After a spirited groundswell that had been building over the past few weeks finally overflowed into the mainstream media yesterday, it appears that SOPA (the House bill known as the Stop Internet Piracy Act) and its sister bill in the Senate, PIPA (the Protect IP Act), are on life support, if not dead. After President Obama expressed concern about some of SOPA’s measures over the weekend, several legislators have now indicated that they have misgivings about the bill. 

For those hiking in the Congo yesterday, Google, Wikipedia and other Internet advocates went “black” to protest SOPA. Others, including Mark Zuckerberg of Facebook, also made their public opposition known to the bill. There were 2.4 million tweets yesterday about SOPA, and I am willing to bet virtually all of them were anti-SOPA. The debate has been cast as a parable of Old World technology (lumbering Hollywood) v. New World technology (nimble innovators) but it can probably be shoehorned into whatever narrative a writer or blogger wants.

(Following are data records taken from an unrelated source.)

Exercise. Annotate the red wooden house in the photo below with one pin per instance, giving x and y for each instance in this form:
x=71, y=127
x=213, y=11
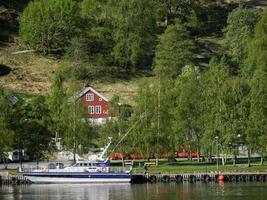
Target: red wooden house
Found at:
x=97, y=105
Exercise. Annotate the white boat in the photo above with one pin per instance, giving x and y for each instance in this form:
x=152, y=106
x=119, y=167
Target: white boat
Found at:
x=94, y=170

It would be fair to say that the majority of those for and against SOPA agree with its purpose — namely, addressing or preventing the wholesale theft of copyrighted materials (i.e., bootleg movies, videos and music). However, where they differ, not surprisingly, is on the means of addressing those concerns. For a balanced summary of the arguments of both sides, check out this link. People whom I follow and respect (such as Eric Goldman’s Technology Law & Marketing Blog, Ron Coleman’s Likelihood of Confusion Blog and Tim O’Reilly’s many media missives) have been pretty critical of SOPA.
I don’t have a dog in this fight. As a distant observer of the fray, I tend to agree with the opponents of the bill that some of the proposed procedures for attacking the alleged piracy and counterfeiting under SOPA seem heavy-handed. 

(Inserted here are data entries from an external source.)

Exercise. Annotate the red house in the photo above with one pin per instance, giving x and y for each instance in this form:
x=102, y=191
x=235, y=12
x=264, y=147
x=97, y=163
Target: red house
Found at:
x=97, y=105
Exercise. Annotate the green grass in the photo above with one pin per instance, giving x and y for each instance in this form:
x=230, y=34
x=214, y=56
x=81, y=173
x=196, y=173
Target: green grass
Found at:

SOPA’s success or failure should not directly affect trade secret or non-compete law, as SOPA is primarily directed at copyright, counterfeiting and piracy misconduct. However, if SOPA does ultimately fail, my fear is that it could be perceived as a further erosion in the larger battle of protecting IP rights over the Internet or generally in our society. Let’s be honest: There is a subtle but increasingly pervasive view by many that all information should be shared and that no one person or company should have the right to any information. That view now permeates our dialogue about technology and its role in our world. We can debate the cause of that view (i.e., fraying of the employer/employee relationship, the fruit of Napster and unlawful file-sharing, bad economy, greater temptation posed by technological advances, decline in moral and ethical values), but we really can’t dispute that it is out there and that it is growing.

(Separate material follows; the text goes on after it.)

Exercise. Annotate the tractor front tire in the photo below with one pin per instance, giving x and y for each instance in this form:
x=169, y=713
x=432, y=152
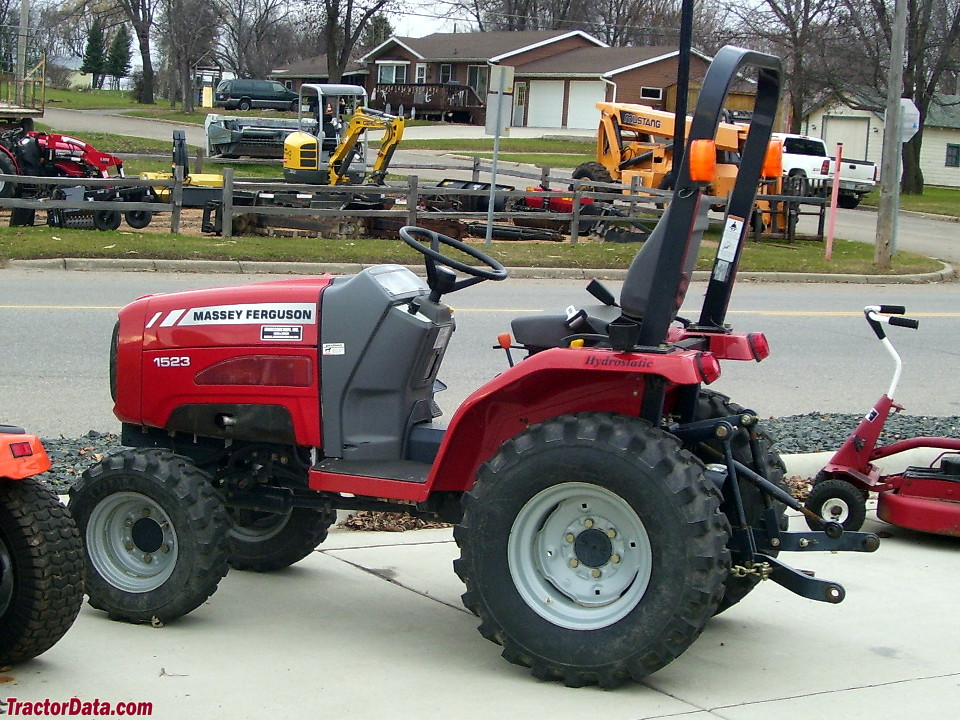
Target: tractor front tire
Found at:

At the micro level, that view, through the process of osmosis, might influence an employee’s decision to walk out the door with source code or strategic documents because that employee concludes that his employer has no right to exercise ownership over that information because it really should not “belong” to anyone. It is this corrosive assault on basic standards of ownership that concerns me. In that respect, SOPA’s over-reach and its apparent defeat would not be a good thing for the trade secret community.